The realizations of one’s own, empty nest stage of life, coming, on…translated…
Since my son became an adult, my means of being a single parent became my way of, single living. The twenty-four-hours-a-day shifted the gears to focusing back to the self, I now have, all the time given to me, too much time, that I don’t know what to do, with.
That day on the bus alone, I caught a glimpse of a young couple who are having their child soon, strolling together, looking into the display windows, it’d suddenly brought me back to right after I gave birth, seemed that on an ordinary afternoon, I’d, gone strolling and the nostalgia of before my son was born, how I’d, strolled without any set destination, it made me dropped that one and only, postpartum depressive, tear, thinking of how different I am now, adapting to my life alone, I can’t help but laugh at my younger self.
Turned out, back then I’d not realized how quickly time will, fly, that in a blink of an eye, that infant child became, a big boy, and I returned back to that strolling alone, wandering, aimlessly, looking in the display windows, without a worry or a care, daily routines.
It’s just, that, before my smile settled in, I’d, found, that nothing was ever the same, now or, then, that there’s that sense of firmness of the palms I’d, naturally, clung on, to. That sense of, security I’d, not remembered, since then.
Many years later on the bus, I’d, suddenly recalled the heat of those hands that’s, gone away from me, I know that I wouldn’t call it nostalgia, but, eventually, I’d come to realize, that the single tear I’d shed back then, wasn’t at all, foolish, turned out, what I thought was ordinary, everyday, is, “a final, farewell”, time flew right by.

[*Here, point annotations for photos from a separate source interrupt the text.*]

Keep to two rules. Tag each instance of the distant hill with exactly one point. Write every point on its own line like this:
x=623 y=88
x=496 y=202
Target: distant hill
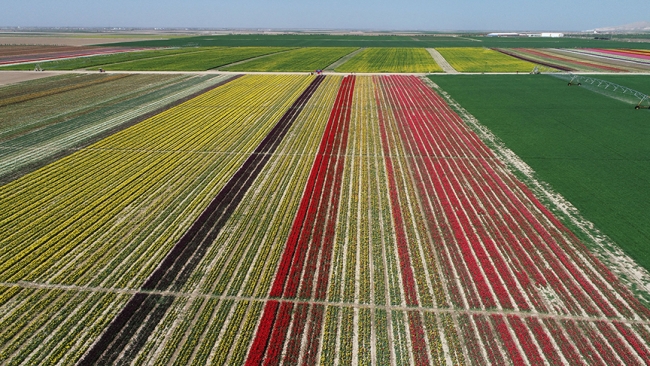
x=632 y=27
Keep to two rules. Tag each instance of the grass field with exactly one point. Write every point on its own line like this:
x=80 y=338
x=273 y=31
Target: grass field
x=391 y=60
x=591 y=149
x=424 y=41
x=302 y=59
x=475 y=59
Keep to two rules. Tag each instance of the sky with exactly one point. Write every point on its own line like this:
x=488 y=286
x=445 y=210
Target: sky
x=424 y=15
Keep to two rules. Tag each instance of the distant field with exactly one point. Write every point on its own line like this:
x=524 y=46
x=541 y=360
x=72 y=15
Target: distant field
x=476 y=59
x=424 y=41
x=592 y=149
x=205 y=59
x=302 y=59
x=588 y=60
x=391 y=60
x=99 y=60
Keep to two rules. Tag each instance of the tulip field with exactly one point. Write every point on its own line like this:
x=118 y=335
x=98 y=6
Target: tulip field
x=300 y=219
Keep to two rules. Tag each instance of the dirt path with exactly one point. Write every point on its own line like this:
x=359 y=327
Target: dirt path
x=446 y=67
x=342 y=304
x=343 y=60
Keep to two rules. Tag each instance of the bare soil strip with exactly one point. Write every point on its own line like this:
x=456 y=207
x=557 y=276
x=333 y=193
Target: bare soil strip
x=340 y=304
x=13 y=77
x=133 y=325
x=311 y=229
x=440 y=59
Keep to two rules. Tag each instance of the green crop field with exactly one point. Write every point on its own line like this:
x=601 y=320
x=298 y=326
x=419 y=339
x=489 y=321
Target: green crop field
x=590 y=148
x=206 y=59
x=391 y=60
x=302 y=59
x=424 y=41
x=474 y=59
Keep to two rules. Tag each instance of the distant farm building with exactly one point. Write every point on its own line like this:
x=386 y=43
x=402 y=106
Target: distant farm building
x=549 y=35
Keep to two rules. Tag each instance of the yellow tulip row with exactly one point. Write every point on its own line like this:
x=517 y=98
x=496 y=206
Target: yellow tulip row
x=261 y=221
x=105 y=216
x=243 y=259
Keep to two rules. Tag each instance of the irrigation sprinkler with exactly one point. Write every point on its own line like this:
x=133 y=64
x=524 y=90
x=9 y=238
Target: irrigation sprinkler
x=638 y=99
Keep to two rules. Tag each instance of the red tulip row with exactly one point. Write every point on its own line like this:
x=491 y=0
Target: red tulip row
x=492 y=232
x=312 y=233
x=542 y=337
x=489 y=340
x=408 y=281
x=568 y=350
x=622 y=346
x=511 y=347
x=580 y=254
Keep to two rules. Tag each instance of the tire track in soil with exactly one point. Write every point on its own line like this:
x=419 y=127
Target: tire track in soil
x=129 y=330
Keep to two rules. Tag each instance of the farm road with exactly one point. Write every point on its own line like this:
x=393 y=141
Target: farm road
x=342 y=304
x=442 y=61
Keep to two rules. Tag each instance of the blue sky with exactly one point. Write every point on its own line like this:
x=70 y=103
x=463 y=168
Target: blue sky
x=333 y=14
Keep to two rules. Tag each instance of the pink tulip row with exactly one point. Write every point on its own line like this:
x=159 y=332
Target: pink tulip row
x=640 y=54
x=497 y=236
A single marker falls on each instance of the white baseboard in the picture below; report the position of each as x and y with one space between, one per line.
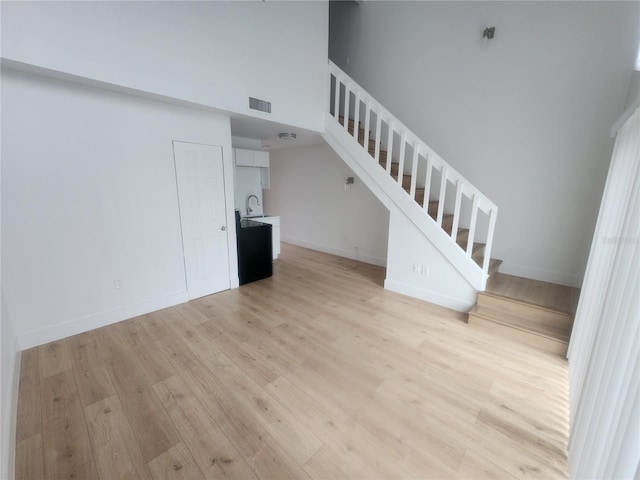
56 332
362 257
452 303
541 275
9 418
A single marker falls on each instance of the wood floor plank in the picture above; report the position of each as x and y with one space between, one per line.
115 447
92 378
316 372
30 458
67 449
175 464
212 450
29 416
54 358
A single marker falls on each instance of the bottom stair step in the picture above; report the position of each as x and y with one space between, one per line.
550 339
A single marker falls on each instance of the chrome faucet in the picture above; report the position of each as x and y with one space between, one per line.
249 209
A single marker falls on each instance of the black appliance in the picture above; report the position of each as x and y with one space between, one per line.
255 250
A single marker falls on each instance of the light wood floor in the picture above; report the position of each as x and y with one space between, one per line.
317 372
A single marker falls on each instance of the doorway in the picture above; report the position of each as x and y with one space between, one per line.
203 218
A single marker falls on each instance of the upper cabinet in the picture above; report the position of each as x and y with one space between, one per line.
254 158
251 158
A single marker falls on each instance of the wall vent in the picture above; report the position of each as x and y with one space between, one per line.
260 105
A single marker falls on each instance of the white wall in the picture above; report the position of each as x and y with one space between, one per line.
248 182
307 192
525 117
88 195
212 53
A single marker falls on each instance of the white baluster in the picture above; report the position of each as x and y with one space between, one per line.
347 94
356 116
403 145
378 134
472 226
336 100
427 184
414 169
443 190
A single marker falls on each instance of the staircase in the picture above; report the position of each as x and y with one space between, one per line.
454 217
447 223
536 313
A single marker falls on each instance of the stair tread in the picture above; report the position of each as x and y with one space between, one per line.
545 295
526 325
494 263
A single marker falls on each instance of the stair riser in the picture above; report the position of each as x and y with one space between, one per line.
509 308
382 159
532 339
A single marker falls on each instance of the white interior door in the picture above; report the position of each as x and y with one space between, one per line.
201 195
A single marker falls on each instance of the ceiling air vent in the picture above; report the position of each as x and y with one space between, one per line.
259 105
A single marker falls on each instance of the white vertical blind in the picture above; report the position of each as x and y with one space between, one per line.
604 353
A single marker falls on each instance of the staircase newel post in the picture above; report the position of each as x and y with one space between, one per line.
356 116
367 125
347 94
336 99
389 146
414 169
427 184
472 225
378 134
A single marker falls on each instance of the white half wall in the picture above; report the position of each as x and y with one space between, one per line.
417 269
215 54
89 195
307 192
525 116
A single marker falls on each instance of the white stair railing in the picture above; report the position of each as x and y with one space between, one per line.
350 102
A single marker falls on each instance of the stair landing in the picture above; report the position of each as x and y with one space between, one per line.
536 313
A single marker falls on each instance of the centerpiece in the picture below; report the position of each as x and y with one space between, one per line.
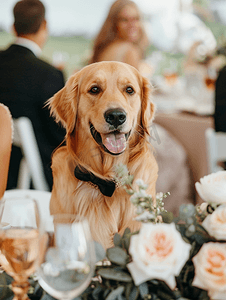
169 258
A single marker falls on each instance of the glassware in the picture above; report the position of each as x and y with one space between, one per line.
68 265
19 242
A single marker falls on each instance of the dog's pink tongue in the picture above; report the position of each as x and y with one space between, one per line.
115 143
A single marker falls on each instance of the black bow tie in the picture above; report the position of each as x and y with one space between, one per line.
107 187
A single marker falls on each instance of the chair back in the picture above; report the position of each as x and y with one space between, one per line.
216 149
42 198
31 168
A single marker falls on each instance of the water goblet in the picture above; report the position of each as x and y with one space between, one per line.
68 264
19 242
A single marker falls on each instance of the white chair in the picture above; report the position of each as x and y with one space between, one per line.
216 149
42 198
31 165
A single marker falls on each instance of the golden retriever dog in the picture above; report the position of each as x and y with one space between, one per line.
107 113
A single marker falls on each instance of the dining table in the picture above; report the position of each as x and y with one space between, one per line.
186 119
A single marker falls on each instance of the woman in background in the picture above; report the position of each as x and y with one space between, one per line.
122 36
5 146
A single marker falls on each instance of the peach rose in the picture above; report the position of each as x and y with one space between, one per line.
158 252
212 188
210 270
215 223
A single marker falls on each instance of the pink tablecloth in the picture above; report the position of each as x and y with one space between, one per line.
189 130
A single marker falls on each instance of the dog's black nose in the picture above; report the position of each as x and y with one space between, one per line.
115 117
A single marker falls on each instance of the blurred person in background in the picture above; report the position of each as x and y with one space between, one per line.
122 37
27 82
5 146
220 104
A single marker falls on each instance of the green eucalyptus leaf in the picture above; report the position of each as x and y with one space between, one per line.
143 289
113 274
186 211
126 233
117 255
115 293
117 240
128 290
47 297
134 293
167 217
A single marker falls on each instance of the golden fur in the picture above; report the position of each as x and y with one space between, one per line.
76 108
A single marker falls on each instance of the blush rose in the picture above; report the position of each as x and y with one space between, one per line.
212 188
215 223
210 270
158 252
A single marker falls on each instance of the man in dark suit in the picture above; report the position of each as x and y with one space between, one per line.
220 101
27 82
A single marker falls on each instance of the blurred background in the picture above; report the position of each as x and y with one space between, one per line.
172 27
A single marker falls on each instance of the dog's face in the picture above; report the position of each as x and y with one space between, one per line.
106 100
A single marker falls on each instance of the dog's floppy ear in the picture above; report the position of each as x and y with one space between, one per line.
63 105
147 107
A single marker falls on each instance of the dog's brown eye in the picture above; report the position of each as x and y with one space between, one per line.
94 90
130 90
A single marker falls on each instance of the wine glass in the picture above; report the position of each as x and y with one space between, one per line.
67 267
19 241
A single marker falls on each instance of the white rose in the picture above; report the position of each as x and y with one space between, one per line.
212 188
215 223
158 252
210 270
141 184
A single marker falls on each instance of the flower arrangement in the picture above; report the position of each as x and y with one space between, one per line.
169 258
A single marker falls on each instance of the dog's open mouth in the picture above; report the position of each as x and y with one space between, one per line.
113 142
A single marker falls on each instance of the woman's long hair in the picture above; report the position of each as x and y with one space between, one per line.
108 32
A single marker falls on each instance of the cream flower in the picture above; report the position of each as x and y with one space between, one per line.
215 223
212 188
210 270
141 184
158 252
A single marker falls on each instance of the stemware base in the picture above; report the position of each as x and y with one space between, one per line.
20 290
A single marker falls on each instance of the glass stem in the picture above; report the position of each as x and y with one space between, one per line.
20 290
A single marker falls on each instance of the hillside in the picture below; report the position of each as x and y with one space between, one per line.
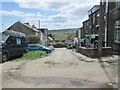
63 30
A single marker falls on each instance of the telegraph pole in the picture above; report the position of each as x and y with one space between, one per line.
101 28
39 24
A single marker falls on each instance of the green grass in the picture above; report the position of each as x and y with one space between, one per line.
34 55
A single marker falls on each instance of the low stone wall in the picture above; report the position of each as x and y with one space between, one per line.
93 52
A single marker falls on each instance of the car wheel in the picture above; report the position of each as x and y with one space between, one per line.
4 57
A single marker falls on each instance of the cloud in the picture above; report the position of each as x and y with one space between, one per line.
19 13
70 13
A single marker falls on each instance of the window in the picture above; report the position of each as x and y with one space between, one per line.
117 31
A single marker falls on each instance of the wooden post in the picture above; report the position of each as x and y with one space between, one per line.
101 27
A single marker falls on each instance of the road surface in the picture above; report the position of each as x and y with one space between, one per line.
61 69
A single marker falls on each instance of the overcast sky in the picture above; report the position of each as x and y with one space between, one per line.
53 14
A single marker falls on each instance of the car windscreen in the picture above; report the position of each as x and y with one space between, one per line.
3 38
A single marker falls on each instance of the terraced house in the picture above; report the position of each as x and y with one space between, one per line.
27 29
112 24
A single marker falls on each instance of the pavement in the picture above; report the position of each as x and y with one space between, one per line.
63 68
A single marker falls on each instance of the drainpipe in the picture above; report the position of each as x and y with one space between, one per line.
101 21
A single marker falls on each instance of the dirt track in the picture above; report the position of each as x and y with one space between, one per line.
61 69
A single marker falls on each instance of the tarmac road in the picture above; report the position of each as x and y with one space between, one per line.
61 69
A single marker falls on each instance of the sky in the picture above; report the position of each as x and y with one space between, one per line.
53 14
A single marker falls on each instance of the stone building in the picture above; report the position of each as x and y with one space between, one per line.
112 24
27 29
94 19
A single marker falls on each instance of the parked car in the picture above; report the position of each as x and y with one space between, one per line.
52 47
13 44
70 46
32 47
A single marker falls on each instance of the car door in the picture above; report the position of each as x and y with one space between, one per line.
33 47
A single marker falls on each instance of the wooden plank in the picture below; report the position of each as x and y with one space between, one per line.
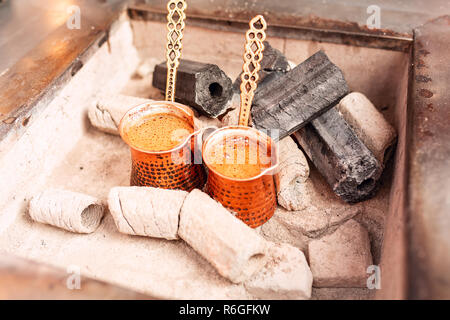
202 86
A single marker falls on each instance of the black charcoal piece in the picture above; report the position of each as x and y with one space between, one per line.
202 86
349 167
288 101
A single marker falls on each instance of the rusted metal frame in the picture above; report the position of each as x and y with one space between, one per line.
293 32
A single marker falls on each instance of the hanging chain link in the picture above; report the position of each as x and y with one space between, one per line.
175 27
253 55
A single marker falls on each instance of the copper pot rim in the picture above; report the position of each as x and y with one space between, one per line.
268 171
181 107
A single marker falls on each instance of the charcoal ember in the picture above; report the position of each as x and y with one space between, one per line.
290 100
235 250
274 63
348 166
202 86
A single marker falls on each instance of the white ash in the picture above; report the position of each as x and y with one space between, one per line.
72 211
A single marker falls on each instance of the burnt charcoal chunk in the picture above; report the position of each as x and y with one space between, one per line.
202 86
289 101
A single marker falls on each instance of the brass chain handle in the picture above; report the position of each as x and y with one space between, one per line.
253 55
175 27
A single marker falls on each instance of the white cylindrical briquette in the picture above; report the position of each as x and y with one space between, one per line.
72 211
146 211
233 248
369 124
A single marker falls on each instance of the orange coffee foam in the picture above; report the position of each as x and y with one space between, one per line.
238 157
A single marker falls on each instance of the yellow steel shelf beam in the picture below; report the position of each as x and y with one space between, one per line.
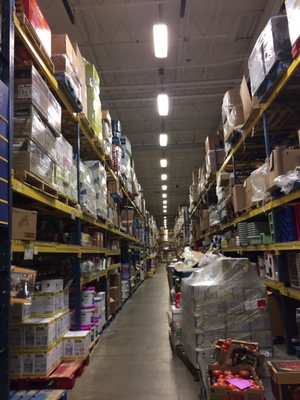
19 246
113 266
94 277
111 253
284 291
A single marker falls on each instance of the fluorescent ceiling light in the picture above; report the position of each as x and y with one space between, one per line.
163 104
160 37
163 162
163 139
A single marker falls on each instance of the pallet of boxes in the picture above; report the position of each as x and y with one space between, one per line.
223 299
38 330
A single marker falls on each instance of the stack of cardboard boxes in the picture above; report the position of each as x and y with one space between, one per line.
37 331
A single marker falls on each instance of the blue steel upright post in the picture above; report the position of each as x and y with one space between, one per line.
78 235
6 124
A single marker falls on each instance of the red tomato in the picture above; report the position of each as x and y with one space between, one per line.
227 372
230 386
216 372
244 374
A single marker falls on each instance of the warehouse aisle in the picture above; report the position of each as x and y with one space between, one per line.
134 360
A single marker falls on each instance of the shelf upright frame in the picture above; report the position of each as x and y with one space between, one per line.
78 235
7 60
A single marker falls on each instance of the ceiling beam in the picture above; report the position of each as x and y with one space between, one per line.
173 85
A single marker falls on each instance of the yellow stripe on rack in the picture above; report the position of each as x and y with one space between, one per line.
44 198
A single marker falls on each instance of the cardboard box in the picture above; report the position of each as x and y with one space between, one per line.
204 220
214 140
277 325
239 198
23 224
76 345
221 393
285 378
281 161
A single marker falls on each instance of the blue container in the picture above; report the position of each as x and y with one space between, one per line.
3 190
3 169
3 213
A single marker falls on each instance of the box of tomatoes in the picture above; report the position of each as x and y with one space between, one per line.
233 383
230 352
285 379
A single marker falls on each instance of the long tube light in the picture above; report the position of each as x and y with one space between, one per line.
160 38
163 162
163 104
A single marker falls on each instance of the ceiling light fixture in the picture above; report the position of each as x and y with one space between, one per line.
163 104
163 139
160 38
163 162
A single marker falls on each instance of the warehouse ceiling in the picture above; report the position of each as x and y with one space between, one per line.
209 44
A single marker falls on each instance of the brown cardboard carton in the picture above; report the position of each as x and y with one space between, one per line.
204 220
285 378
61 44
23 224
239 198
281 161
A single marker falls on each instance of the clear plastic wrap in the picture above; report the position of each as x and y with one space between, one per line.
272 45
293 14
287 182
100 186
223 299
28 156
258 183
87 191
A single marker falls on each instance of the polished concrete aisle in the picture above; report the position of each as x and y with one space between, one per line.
133 360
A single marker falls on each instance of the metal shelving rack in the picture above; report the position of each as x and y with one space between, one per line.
259 117
7 62
12 27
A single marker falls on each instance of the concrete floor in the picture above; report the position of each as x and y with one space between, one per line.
134 360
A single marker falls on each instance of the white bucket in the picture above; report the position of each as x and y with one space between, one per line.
87 313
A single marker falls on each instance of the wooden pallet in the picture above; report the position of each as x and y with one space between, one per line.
30 32
66 200
35 182
47 394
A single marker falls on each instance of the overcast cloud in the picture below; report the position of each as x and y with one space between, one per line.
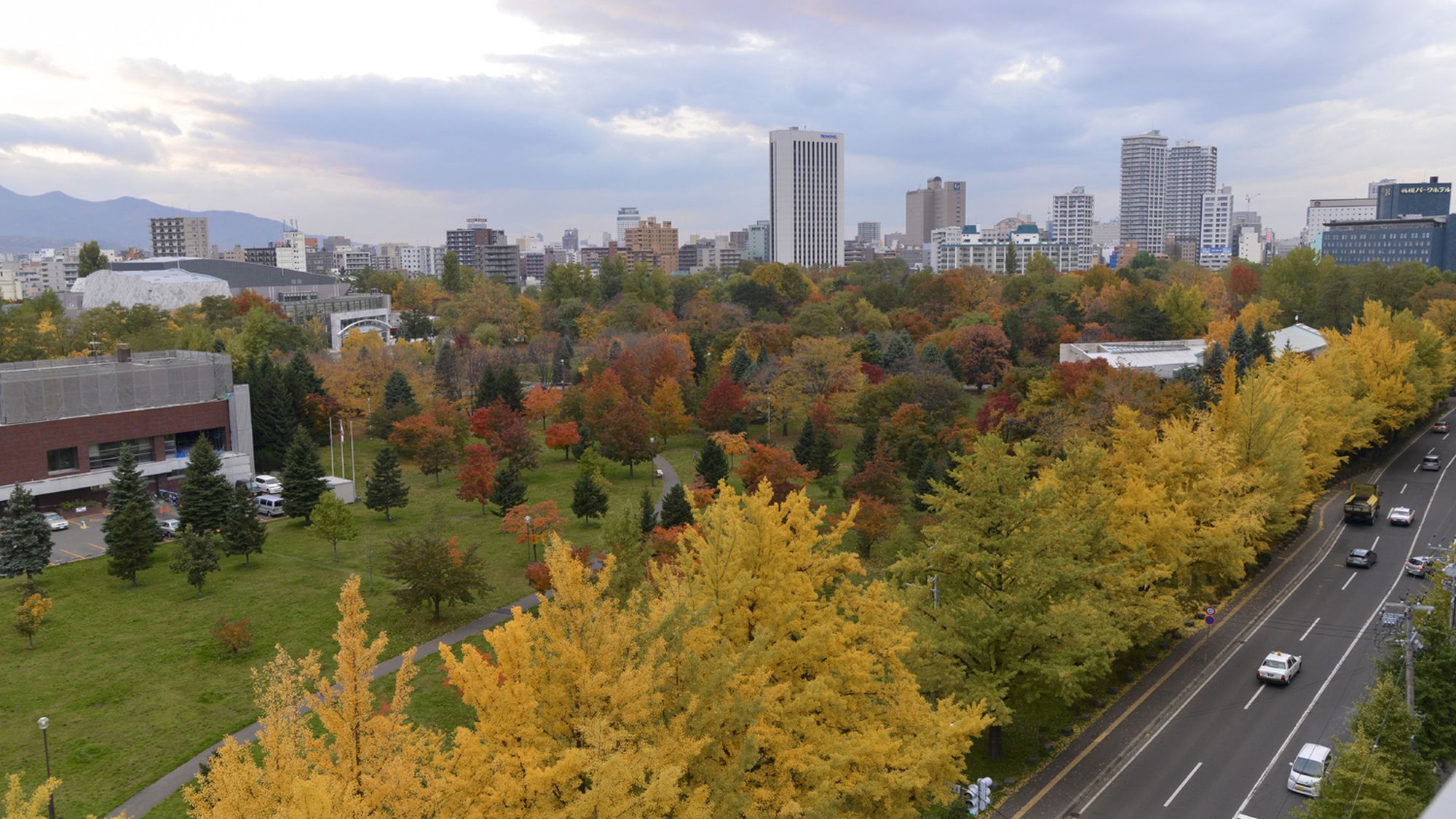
551 114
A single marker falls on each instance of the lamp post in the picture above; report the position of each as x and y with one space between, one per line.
46 740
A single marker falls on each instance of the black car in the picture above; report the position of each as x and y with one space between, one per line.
1361 558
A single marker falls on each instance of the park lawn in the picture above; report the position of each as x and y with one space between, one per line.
159 691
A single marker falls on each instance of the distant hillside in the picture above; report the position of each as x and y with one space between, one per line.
49 221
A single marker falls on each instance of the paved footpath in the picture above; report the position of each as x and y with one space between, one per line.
158 791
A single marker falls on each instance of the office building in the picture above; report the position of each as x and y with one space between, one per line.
938 205
627 219
1324 212
1215 234
1145 190
1396 200
807 197
1193 171
1071 221
66 420
180 237
659 240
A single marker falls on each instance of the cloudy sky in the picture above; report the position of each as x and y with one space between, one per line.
550 114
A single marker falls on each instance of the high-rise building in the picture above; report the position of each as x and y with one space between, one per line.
1193 171
659 240
1145 190
627 218
1216 235
807 197
938 205
181 237
1071 221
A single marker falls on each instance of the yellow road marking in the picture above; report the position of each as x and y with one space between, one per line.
1170 672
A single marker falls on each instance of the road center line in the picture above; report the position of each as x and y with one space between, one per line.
1182 784
1308 630
1257 691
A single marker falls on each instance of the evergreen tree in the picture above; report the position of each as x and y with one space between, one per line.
740 365
302 477
245 532
385 487
25 537
509 493
713 464
647 518
400 394
509 388
866 449
206 493
804 448
197 557
130 528
487 391
587 497
676 509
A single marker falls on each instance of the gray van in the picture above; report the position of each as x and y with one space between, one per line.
270 506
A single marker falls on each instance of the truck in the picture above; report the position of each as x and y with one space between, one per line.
1364 503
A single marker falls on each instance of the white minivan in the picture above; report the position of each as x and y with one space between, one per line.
270 506
1308 769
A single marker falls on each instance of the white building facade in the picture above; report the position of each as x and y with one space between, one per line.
807 197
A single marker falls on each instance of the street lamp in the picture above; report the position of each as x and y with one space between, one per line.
46 740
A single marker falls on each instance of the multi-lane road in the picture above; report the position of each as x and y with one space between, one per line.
1221 745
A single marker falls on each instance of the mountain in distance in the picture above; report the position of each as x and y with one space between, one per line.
59 221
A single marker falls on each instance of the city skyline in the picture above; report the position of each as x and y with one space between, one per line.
567 120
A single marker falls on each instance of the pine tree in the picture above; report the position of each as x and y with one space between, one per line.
385 487
647 518
302 477
400 394
509 388
245 532
676 509
25 537
587 497
206 493
197 557
510 491
713 464
804 448
130 528
487 391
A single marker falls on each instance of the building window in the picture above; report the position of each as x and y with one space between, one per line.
60 461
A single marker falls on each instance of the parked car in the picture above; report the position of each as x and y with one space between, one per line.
1279 666
1361 558
1419 566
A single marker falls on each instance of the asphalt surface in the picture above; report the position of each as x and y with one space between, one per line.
1199 735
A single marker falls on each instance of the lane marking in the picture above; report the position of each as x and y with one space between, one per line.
1186 781
1260 689
1308 630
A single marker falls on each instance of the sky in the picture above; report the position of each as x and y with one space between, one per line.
551 114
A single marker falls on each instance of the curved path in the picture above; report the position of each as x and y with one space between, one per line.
164 788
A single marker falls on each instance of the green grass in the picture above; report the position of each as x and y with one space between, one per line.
133 679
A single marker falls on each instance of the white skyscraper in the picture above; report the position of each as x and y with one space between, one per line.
1071 221
1216 232
807 197
1145 190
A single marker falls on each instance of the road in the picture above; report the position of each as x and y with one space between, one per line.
1219 743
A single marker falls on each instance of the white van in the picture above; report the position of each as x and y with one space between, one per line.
270 506
1308 769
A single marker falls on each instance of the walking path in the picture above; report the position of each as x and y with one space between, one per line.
162 788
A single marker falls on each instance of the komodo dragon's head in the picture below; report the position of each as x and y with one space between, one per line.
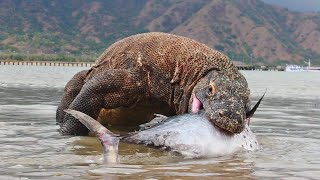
225 101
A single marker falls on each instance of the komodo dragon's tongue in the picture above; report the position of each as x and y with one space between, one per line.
196 104
108 140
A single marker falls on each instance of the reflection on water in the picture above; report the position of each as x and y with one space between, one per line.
287 126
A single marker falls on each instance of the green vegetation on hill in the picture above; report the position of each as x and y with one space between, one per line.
249 31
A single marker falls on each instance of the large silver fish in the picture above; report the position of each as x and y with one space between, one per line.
191 135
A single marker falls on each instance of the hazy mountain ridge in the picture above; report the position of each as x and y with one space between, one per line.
246 30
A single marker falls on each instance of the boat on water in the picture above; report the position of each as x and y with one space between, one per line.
294 68
297 68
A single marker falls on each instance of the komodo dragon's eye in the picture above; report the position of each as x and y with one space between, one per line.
212 89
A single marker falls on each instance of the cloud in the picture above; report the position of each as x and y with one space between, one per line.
297 5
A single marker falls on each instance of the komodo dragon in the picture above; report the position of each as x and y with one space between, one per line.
177 73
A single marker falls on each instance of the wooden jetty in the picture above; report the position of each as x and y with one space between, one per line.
47 63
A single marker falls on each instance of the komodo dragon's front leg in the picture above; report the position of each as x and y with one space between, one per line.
71 90
109 89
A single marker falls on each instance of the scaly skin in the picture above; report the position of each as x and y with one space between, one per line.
160 67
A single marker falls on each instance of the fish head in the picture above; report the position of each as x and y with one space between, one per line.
224 99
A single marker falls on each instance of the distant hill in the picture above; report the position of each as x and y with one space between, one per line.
246 30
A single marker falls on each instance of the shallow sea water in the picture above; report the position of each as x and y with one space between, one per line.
287 125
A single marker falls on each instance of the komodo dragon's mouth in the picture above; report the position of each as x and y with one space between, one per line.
196 104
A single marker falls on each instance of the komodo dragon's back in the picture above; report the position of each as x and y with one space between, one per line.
169 54
162 67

Up to this point, I’d felt, at ease, knowing, that what I am to do, is to cherish every moment in the now. Although, I’m still not used to, being let go of by my son, not used to wandering off on my own, not used to eating my three meals alone……….but actually, this way of life, will also, become, an irreplaceable, unduplicated, moment in, time too.
I’d started, smiling, again, decided to, use my heart, to enjoy this time that belonged solely to, me, without, a single worry or, a, care.
So, this is you, transitioning into, your, empty nest, because your son is grown, and no longer needed you to chase after him, to pick up after him, and, you need to find something else to center your attention on, shifting the focus of being a parent, back to, being, your own, self!